Researchers have discovered that chronic wounds may heal with more difficulty because microRNA may inhibit the ability of a protein that initiates the skin cells into the action of healing.
Chronic wounds may heal with more difficulty, because microRNA may inhibit the ability of a protein that signals the skin cells into the action of healing a wound, according to a recent discovery made by researchers at Ohio State University.
Chandan Sen, professor and vice chair for research in the Department of Surgery and senior author of the study, and his research team created ischemic and non-ischemic wounds on the skin of mice. The researchers then determined the levels of blood flow that were traveling to the wounds, finding that the ischemic wounds were hypoxic. This state led to the presence of the protein hypoxia inducible factor-1a, or HIF-1a in the ischemic wounds, which can turn genes on and off, and, in the case of the study, also appeared to influence the behavior of at least one microRNA, according to the researchers. The team then observed that “the presence of HIF-1a in low-oxygen conditions led to the activation of the miR-210,” and that microRNA lowered levels of the protein E2F3, which is used by the skin to heal wounds.

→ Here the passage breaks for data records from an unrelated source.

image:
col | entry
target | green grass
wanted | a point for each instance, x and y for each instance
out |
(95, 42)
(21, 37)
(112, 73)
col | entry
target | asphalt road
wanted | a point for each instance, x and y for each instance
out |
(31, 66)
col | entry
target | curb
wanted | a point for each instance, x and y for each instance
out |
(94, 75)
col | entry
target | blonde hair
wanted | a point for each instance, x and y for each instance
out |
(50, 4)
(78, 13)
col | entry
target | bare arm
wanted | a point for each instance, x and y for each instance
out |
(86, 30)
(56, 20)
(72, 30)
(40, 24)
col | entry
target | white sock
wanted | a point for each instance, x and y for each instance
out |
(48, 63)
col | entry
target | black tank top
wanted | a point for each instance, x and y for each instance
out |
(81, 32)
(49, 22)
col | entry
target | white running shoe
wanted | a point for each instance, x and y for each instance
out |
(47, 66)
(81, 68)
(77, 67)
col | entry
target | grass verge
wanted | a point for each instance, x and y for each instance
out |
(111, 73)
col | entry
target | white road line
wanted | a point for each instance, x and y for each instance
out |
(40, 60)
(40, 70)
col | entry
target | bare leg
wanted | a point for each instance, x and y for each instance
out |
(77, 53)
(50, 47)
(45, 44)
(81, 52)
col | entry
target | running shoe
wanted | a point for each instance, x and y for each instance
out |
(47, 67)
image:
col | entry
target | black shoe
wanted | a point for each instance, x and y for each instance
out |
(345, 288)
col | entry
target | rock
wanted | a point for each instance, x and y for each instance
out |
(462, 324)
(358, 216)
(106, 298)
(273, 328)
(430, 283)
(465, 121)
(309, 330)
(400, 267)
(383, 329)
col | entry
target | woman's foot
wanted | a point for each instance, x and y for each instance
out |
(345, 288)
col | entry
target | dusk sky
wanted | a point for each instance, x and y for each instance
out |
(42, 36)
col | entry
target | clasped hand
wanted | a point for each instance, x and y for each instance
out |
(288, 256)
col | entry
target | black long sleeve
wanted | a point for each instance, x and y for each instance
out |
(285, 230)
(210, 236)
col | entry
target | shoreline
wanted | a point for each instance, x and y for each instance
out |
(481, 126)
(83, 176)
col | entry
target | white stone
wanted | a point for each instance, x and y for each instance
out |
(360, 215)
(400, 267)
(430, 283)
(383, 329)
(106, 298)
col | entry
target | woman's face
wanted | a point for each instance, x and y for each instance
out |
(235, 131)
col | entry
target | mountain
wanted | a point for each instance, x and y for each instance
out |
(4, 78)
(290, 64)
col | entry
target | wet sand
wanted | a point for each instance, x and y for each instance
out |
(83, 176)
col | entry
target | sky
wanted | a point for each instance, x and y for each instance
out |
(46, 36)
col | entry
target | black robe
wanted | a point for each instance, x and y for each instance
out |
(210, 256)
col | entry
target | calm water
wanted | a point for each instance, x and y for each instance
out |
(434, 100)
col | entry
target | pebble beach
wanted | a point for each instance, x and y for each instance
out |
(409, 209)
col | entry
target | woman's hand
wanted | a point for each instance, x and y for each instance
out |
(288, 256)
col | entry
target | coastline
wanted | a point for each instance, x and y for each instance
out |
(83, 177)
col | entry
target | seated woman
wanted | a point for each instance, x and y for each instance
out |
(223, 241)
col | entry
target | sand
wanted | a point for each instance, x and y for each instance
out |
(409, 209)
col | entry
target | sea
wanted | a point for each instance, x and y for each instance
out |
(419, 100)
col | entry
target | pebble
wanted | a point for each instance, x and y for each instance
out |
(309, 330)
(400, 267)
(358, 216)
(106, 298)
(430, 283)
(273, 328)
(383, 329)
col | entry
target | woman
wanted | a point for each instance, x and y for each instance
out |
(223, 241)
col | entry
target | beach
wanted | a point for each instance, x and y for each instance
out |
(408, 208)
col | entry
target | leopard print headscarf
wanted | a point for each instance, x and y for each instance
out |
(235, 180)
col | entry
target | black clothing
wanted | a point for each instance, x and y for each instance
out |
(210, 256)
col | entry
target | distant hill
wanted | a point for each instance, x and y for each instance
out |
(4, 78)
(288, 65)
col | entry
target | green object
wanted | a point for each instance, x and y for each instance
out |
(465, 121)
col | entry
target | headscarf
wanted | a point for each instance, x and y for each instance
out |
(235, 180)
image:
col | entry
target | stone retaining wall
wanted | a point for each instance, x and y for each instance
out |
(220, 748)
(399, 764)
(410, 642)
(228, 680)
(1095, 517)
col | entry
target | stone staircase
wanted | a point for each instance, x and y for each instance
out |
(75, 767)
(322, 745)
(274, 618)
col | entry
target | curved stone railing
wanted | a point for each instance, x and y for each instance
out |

In an additional step, the research team inserted the experimental drug antagomir—a synthetic molecule that renders microRNAs inactive and that was designed, for this study, to act specifically on miR-210—into the cells. This action lowered the miR-210 levels while raising the E2F3 protein levels, which increased the growth of skin cells significantly. However, “when the miR-210 levels were artificially raised using a molecule that mimics its behavior, the skin cells’ growth was compromised.”
“MicroRNAs are induced only by certain conditions. They have specific profiles in the daily biology of a given organ, but under conditions of an injury, certain microRNAs wake up,” Sen said. “Once it sees hypoxia, miR-210 wakes up, and then it governs what happens with the E2F3 protein after that.”